I have a grouped data frame (meaning that I have a list of patients and each patient has several treatments). I now want to remove all rows, that do not meet a specific criteria:
The last column contains yes and no.
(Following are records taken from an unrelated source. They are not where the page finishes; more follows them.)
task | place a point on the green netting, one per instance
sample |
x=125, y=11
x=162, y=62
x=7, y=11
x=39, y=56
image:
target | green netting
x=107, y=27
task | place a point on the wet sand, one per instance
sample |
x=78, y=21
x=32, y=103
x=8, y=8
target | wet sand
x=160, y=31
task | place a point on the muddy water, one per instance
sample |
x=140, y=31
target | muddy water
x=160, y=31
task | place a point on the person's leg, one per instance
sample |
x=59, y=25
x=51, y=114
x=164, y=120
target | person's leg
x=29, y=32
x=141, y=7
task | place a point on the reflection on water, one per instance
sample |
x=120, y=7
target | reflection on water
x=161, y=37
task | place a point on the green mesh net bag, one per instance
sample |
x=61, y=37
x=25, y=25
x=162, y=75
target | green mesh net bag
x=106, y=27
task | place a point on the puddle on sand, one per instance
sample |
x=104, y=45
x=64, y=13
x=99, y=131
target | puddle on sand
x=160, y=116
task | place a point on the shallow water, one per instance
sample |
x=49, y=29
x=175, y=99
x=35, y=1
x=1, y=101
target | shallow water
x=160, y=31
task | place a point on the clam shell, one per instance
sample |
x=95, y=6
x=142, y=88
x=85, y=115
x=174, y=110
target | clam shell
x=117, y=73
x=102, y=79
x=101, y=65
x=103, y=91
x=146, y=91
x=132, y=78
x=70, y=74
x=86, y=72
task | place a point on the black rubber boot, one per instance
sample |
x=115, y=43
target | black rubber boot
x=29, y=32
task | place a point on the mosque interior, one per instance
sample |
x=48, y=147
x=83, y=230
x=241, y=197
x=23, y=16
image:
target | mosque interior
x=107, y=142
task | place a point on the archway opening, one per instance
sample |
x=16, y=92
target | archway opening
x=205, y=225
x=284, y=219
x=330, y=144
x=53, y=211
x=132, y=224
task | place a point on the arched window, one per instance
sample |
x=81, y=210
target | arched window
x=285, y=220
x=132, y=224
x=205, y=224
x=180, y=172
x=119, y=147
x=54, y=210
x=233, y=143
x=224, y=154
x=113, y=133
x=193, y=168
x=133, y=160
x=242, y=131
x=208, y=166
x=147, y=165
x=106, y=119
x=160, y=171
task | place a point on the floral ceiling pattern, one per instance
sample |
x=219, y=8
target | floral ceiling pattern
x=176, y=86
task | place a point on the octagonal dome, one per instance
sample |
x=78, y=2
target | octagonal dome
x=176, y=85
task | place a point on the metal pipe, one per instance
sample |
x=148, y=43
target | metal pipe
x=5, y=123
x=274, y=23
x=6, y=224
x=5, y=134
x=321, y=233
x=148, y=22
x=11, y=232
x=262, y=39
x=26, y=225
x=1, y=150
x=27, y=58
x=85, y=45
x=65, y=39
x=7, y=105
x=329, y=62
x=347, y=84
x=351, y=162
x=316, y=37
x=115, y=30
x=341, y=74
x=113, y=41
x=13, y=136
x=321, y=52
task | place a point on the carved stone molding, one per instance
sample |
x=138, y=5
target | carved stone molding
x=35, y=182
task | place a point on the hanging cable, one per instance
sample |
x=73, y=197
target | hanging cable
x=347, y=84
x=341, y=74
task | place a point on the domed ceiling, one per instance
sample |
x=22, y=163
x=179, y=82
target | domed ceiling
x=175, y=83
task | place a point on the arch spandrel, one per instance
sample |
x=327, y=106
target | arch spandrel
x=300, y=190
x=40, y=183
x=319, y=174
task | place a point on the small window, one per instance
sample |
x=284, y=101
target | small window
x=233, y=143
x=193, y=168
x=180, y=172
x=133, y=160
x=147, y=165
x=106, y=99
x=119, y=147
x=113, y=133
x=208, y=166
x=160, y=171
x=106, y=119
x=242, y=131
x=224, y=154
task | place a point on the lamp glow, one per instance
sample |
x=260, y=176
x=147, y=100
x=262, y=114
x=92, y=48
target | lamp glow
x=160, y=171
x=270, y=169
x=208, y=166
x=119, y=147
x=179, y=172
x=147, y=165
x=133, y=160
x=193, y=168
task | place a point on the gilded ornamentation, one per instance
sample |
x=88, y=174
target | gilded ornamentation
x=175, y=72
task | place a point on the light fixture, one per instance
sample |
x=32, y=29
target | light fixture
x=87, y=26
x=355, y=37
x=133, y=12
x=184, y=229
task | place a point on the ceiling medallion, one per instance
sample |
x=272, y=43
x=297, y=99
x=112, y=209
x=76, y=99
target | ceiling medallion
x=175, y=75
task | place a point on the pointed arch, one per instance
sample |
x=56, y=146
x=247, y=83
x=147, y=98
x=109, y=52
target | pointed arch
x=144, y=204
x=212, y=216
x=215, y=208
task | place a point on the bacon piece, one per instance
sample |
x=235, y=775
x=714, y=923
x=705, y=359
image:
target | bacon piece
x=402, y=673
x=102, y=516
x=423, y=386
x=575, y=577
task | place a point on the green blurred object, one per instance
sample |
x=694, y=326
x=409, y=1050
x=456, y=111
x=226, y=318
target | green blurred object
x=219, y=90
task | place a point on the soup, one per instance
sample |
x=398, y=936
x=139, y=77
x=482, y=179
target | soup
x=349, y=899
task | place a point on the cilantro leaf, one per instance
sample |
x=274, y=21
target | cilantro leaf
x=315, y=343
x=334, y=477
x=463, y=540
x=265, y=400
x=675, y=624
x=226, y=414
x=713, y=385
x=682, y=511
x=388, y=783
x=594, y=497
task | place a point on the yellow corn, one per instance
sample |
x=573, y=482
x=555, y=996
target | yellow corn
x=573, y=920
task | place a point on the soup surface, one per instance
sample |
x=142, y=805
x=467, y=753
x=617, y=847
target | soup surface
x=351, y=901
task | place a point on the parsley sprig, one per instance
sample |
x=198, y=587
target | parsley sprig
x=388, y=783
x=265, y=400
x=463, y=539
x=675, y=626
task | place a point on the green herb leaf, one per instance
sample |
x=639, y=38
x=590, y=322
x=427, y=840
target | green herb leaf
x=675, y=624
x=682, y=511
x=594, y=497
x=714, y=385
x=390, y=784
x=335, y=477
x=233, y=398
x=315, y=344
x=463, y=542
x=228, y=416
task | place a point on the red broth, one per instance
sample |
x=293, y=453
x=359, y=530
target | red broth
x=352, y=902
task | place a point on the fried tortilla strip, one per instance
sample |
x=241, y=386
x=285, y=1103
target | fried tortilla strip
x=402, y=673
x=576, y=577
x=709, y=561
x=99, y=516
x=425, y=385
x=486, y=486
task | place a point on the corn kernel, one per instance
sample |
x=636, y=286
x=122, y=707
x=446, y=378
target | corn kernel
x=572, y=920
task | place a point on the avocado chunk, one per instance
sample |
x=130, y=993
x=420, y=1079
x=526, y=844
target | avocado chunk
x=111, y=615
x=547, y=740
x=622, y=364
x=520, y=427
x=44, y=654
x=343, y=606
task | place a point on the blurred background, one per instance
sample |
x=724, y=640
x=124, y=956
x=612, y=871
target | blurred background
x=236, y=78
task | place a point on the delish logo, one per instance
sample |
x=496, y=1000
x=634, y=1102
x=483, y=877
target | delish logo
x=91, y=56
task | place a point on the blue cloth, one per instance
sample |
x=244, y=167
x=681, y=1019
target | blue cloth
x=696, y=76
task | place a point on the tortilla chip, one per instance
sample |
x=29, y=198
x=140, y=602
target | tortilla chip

I only want the rows that contains the last no and the first yes.
PATIENT.ID Caffeinefactor
---------------------------
21 no
21 no
21 no
21 yes
21 yes
34 no
34 no
34 yes
34 yes
16 no
16 no
DF = structure(list(PATIENT.ID = c(210625L, 210625L, 210625L, 210625L,
210625L, 210625L, 210625L, 210625L, 210625L, 210625L, 210625L,
210625L, 210625L, 210625L, 210625L, 210625L, 210625L, 220909L,
220909L, 220909L, 220909L, 220909L, 220909L, 220909L, 220909L,
220909L, 220909L, 221179L, 221179L, 221179L, 221179L, 221179L,
221179L, 221179L, 221179L, 221179L, 221179L, 221179L, 221179L,
221179L, 221179L, 301705L, 301705L, 301705L, 301705L, 301705L,
301705L, 301705L, 301705L, 301705L, 301705L, 301705L, 301705L,
301705L, 301705L, 301705L, 303926L, 303926L, 303926L, 303926L
), PATIENT.TREATMENT.NUMBER = c(1L, 2L, 4L, 5L, 6L, 7L, 8L, 9L,
10L, 11L, 12L, 13L, 14L, 15L, 16L, 17L, 18L, 1L, 2L, 3L, 4L,
5L, 6L, 7L, 8L, 9L, 10L, 1L, 2L, 3L, 4L, 5L, 6L, 7L, 8L, 9L,
10L, 11L, 12L, 13L, 17L, 1L, 2L, 3L, 4L, 5L, 6L, 7L, 8L, 9L,
10L, 12L, 13L, 14L, 15L, 16L, 1L, 2L, 3L, 4L), Caffeinefactor = c("no",
"no", "no", "no", "yes", "yes", "yes", "no", "yes", "yes", "yes",
"yes", "yes", "no", "no", "yes", "yes", "yes", "yes", "yes",
"yes", "yes", "yes", "yes", "yes", "yes", "no", "no", "no", "no",
"no", "no", "no", "no", "no", "no", "yes", "yes", "yes", "yes",
"yes", "no", "no", "no", "no", "no", "no", "yes", "no", "yes",
"yes", "yes", "yes", "yes", "yes", "yes", "no", "no", "no", "no"
)), row.names = c(NA, -60L), class = c("data.table", "data.frame"
), .internal.selfref = <pointer: 0x7fe7f7002ee0>)
Expected Output:
PATIENT.ID Caffeinefactor
---------------------------
21 no
21 yes
34 no
34 yes
I started off with this code:
daf1 <- df %>%
group_by(PATIENT.ID) %>%
mutate(firstc = (Caffeinefactor == 'yes' & lag(Caffeinefactor) == 'no')) %>%
# Find the first row with `double_B` in each group, filter out rows after it
filter(row_number() <= min(which(firstc == TRUE)))
however, I cannot seem to solve the problem, to delete everything before AND after the two needed rows.